Brannin: It is powered shells, meaning data center enclosures that meet power conditions. More precisely, it is the components inside these enclosures. You specifically mentioned electrical work, and that is absolutely correct. This is a complex area.

But importantly, we have already launched and are operating 49 such sites. We are not pinning our hopes on one or two sites. We have done it 49 times.

This is a very deep execution record.

This also means we have accumulated a lot of knowledge about how to handle supply chain issues, knowing which suppliers are suitable for collaboration and which are not in this supply chain.

Editor's Note: Powered shells refer to the actual data center buildings, excluding the actual computing server hardware.

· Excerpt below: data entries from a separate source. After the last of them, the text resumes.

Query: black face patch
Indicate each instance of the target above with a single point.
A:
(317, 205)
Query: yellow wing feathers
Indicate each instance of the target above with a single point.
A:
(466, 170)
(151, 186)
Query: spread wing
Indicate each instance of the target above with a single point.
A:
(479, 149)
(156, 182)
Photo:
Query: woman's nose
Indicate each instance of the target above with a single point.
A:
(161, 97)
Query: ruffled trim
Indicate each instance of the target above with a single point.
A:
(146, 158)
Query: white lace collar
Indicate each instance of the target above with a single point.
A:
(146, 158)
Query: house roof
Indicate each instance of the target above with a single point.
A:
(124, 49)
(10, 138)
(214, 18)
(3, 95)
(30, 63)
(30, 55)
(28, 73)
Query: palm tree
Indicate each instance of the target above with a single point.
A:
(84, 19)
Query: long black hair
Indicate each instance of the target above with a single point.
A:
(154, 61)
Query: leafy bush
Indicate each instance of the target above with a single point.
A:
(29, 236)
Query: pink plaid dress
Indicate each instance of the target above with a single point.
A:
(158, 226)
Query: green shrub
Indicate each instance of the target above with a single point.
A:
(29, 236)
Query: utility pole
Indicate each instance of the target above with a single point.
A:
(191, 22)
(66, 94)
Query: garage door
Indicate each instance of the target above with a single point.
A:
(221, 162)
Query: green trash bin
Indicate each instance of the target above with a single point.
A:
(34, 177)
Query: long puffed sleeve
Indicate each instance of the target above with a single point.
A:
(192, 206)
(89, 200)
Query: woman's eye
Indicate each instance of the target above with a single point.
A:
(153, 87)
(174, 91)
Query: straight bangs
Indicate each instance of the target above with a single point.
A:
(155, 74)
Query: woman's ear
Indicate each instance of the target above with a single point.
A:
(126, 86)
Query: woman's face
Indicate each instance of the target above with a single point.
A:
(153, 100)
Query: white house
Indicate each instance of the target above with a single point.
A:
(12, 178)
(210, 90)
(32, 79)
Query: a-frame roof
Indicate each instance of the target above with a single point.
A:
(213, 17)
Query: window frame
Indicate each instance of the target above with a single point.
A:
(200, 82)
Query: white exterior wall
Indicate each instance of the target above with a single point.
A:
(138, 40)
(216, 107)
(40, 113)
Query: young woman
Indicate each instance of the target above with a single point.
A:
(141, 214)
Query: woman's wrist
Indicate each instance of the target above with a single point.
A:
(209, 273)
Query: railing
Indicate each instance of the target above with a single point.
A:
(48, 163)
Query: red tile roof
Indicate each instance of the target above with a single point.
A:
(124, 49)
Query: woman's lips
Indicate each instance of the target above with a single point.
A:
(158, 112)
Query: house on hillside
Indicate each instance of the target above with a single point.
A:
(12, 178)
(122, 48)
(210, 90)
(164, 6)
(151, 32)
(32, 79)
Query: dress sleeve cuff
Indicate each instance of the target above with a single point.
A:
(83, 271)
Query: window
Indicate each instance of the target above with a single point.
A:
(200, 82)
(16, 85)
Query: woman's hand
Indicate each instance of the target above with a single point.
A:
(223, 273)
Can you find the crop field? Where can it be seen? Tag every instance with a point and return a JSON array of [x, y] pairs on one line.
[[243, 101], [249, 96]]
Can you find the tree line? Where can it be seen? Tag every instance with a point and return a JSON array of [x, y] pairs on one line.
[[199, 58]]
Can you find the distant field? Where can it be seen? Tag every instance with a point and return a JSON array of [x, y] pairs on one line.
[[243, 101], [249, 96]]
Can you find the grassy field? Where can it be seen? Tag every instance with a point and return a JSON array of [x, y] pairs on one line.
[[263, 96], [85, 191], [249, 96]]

Tae: Can you share anything about the costs and shortages of HBM memory? How are you coping? Do customers need to bear the cost of price increases?

Nick: The answer is yes. Our business model is designed to secure the GPU price we charge customers at the same time we sign GPU procurement orders and determine how much we will pay for the components. More broadly, this refers to the server prices, which obviously include HBM costs.

This is how we isolate the impact of daily price fluctuations.

If our component costs rise in the next deal, we will reflect that portion of the cost in the price we think we can charge customers, thereby protecting our margins. We are well protected in passing these costs to customers. This is something we are very closely monitoring.

Currently, acquiring components is not the biggest bottleneck. The biggest bottleneck is powered shells. But at some point in the future, this answer may change back and forth.

Tae: How do you expect the deployment ramp of Vera Rubin to unfold? What will it be like in the second half of this year?

Nick: We are obviously the first company globally to launch and fully validate VR, the Vera Rubin cabinets. We did the same with GB200 and GB300 last year. I expect VR to start appearing later this year.

I anticipate that a truly large-scale, robust deployment ramp will span throughout 2027. This rhythm is similar to GB: GB began to appear in 2025, but the true large-scale ramp actually spanned all of 2026. That is, a significant amount was deployed by the end of last year, but this year is the true year for large-scale deployment of GB.

I expect that in the next 12 to 18 months, VR will exhibit a very similar rhythm.